Cuando el castigo precede a la condena
- Opinión
Si todos los presos del mundo ocuparan una isla desierta, podrían formar un país con una población equivalente a la de Haití, la de República Dominicana, la de Hungría, la de Suecia o la de Bielorrusia. Un alto porcentaje de los casi 10 millones de presos en el mundo aún esperan una sentencia por parte de un juez. Se trata de los presos preventivos que, en países como Panamá, República Dominicana, Uruguay, Venezuela, Paraguay y Bolivia, constituyen más del 60% del total de la población carcelaria, según el International Centre for Prison Studies. En países como Egipto, Reino Unido, Rusia, Alemania, Portugal y España, no llegan al 20%.
En República Dominicana, el porcentaje de preventivos alcanza el 64%, de los cuales casi un tercio han sido acusados por delitos relacionados con las drogas. De ellos, el 85% tiene menos de 40 años de edad; más del 25% tiene entre 18 y 24 años. La sobrepoblación de las cárceles en el país caribeño, con una ocupación de casi el doble de su capacidad, supone un factor de deterioro en la vida de los jóvenes encarcelados y trunca su posible reinserción. No tener la reeducación como objetivo de las políticas penitenciarias entraña el riesgo de perder a miles de jóvenes recuperables que cometieron delitos que no ponen en peligro ninguna vida ni obligan a nadie a consumir drogas.
El hacinamiento en las cárceles empeora las condiciones de vida, impide la convivencia, favorece los abusos y fomenta una violencia que deja marcas en la personalidad de estos jóvenes. La falta de estudios, de oportunidades de trabajo, junto con carencias formativas, afectivas y familiares pueden combinarse para producir altos índices de reincidencia. Cada vez cuesta más adaptarse a la vida en sociedad y a no sucumbir ante el auto-sabotaje, propio de personas que se acostumbran a perder.
Este deterioro social puede influir en el incremento de la delincuencia organizada. En México, gran parte del tráfico de la droga y del crimen organizado se controla desde las cárceles por medio de teléfonos celulares.
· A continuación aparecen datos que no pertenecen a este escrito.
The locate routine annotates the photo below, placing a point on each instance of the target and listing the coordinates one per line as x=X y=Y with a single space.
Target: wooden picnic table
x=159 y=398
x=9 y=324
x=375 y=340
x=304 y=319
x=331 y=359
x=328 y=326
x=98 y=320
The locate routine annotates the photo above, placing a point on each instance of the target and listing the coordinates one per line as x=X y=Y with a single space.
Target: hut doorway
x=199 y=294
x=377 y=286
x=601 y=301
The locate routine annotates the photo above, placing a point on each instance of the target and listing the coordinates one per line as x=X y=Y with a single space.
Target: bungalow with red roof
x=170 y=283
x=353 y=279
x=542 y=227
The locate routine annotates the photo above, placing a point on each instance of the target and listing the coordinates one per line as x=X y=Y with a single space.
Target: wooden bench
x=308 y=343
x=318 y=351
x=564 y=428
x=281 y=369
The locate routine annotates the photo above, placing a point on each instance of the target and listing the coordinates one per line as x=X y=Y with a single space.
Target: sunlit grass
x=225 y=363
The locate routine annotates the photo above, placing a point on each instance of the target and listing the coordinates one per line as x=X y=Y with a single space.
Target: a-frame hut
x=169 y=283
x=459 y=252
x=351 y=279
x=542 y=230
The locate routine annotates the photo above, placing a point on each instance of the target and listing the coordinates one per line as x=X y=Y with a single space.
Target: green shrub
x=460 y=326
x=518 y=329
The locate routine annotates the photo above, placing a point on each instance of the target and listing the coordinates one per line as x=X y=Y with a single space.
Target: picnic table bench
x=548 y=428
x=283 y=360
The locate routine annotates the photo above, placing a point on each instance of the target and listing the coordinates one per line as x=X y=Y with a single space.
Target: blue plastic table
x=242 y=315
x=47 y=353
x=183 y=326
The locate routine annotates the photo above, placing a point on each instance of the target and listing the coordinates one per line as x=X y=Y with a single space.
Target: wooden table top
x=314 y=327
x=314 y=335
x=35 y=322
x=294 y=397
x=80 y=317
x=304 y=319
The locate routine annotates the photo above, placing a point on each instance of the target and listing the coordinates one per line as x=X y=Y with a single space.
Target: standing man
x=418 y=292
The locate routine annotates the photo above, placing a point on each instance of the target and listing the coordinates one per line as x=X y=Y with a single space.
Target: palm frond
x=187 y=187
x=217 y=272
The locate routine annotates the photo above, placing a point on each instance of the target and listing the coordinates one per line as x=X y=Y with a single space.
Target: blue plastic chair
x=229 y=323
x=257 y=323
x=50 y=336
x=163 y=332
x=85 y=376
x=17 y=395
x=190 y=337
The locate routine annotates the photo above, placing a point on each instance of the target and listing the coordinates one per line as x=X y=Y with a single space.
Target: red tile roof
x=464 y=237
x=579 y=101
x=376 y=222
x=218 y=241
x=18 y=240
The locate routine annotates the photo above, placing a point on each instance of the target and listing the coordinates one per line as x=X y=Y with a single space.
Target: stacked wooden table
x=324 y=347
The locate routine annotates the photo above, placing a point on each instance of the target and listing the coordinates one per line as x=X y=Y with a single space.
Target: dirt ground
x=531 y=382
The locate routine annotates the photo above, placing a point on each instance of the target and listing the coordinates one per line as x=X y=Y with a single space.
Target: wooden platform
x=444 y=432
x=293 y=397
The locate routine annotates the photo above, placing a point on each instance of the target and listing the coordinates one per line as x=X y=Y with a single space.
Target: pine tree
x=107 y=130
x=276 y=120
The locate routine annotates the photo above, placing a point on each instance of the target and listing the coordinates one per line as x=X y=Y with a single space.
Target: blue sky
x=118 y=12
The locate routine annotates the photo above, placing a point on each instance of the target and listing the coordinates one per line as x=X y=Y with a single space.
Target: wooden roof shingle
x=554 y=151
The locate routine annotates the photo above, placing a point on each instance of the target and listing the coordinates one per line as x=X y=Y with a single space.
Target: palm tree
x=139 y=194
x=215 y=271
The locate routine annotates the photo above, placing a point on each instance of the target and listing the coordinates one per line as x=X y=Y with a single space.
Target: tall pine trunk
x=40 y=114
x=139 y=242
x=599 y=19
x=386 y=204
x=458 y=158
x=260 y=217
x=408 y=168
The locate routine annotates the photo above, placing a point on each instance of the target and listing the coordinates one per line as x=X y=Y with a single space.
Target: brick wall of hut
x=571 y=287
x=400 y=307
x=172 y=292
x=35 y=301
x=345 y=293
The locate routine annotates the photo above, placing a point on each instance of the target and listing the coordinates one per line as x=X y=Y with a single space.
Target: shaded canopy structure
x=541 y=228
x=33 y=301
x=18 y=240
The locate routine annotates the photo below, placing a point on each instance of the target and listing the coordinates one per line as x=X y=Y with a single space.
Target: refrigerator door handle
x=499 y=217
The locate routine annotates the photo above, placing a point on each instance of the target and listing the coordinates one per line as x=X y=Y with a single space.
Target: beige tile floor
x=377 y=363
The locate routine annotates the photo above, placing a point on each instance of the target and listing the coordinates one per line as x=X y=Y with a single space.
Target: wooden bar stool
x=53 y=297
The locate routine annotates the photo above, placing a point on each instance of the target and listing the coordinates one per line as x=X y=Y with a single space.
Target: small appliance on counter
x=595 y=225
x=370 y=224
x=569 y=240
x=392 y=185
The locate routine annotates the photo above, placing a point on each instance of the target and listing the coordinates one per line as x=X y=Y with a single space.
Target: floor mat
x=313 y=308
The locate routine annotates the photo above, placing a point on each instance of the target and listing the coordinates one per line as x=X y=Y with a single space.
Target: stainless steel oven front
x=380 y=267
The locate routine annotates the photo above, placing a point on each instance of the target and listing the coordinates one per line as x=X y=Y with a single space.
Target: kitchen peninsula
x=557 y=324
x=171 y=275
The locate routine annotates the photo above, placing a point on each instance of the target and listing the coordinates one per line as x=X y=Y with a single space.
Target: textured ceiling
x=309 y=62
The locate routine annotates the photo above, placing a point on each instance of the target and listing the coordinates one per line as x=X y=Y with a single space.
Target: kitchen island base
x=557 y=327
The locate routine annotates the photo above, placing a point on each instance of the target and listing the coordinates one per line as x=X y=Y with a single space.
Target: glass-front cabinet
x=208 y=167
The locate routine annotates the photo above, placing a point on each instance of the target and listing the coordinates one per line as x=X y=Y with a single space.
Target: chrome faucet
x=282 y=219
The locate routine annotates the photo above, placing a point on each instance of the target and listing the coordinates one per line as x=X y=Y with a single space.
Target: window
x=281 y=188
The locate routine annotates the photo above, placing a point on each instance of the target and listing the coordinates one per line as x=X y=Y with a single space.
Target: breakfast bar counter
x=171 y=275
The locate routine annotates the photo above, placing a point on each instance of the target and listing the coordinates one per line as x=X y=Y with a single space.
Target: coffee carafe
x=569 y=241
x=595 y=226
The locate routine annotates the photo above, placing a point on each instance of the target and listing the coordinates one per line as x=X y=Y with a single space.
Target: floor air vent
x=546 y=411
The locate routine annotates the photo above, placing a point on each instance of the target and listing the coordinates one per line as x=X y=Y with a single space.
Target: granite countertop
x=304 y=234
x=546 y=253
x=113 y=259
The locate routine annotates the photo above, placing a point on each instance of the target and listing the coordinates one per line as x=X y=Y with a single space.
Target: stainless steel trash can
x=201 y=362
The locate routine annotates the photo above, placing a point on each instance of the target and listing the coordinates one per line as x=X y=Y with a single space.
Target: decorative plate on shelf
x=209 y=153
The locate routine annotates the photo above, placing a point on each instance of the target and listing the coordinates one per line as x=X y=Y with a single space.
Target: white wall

Crece la población carcelaria, que demanda cada vez más recursos: fiscales, abogados, jueces, funcionarios de prisiones, instalaciones penitenciarias y material, entre otros.
Pero el desbordamiento de las cárceles se produce también en países “desarrollados”.
En Estados Unidos, la ocupación carcelaria es del 110%, lo que ha llevado al Estado a construir nuevas prisiones e incluso a privatizar su gestión. Empresas privadas se presentan a concurso “público y abierto” para gestionar las cárceles con dinero estatal. Este proceso privatizador de una función pública genera dependencia en las empresas privadas, que se benefician del incremento de la población penitenciaria.
Estados Unidos tiene la población carcelaria más grande del mundo (casi 2,3 millones de presos) y está a la cabeza en la proporción de encarcelamientos (773 por cada 100,000 habitantes). Su sistema político, como el de muchas “democracias modernas” se ha vuelto cada vez más “sensible” a intereses particulares, que por medio de grupos de presión promueven legislación favorable. En el caso de las cárceles, se corre el riesgo de endurecer el código penal por delitos menores.
Aunque España tiene uno de los índices más bajos de presos preventivos (un total de más de 13.500 presos), el 35% de toda su población penitenciaria tiene nacionalidad extranjera y el 70% cumple condenas por delitos relacionados con las drogas. Después de cumplir meses de prisión preventiva, uno de cada cinco obtiene una sentencia favorable del juez.
La población carcelaria en España ha vivido tal crecimiento, que la ocupación supera el 138%. Estas cifras, la deshumanización y la falta de proporcionalidad de las condenas por delitos menores de drogas, en comparación con otros más graves, han impulsado una reforma en el código penal. Condenas que antes alcanzaban los nueve años por tráfico con drogas “fuertes” se han quedado en condenas de entre 3 y seis años. También las condenas por venta de drogas “blandas” se han suavizado.
Este cambio respondía a la necesidad social de recuperar a personas, en general jóvenes, que venden productos que nadie está obligado a consumir. Parte de los impuestos del Estado dedicada a perseguir esos delitos podrían destinarse a programas educativos y culturales para forjar sociedades más equilibradas y, por tanto, menos proclives a conductas tóxicas.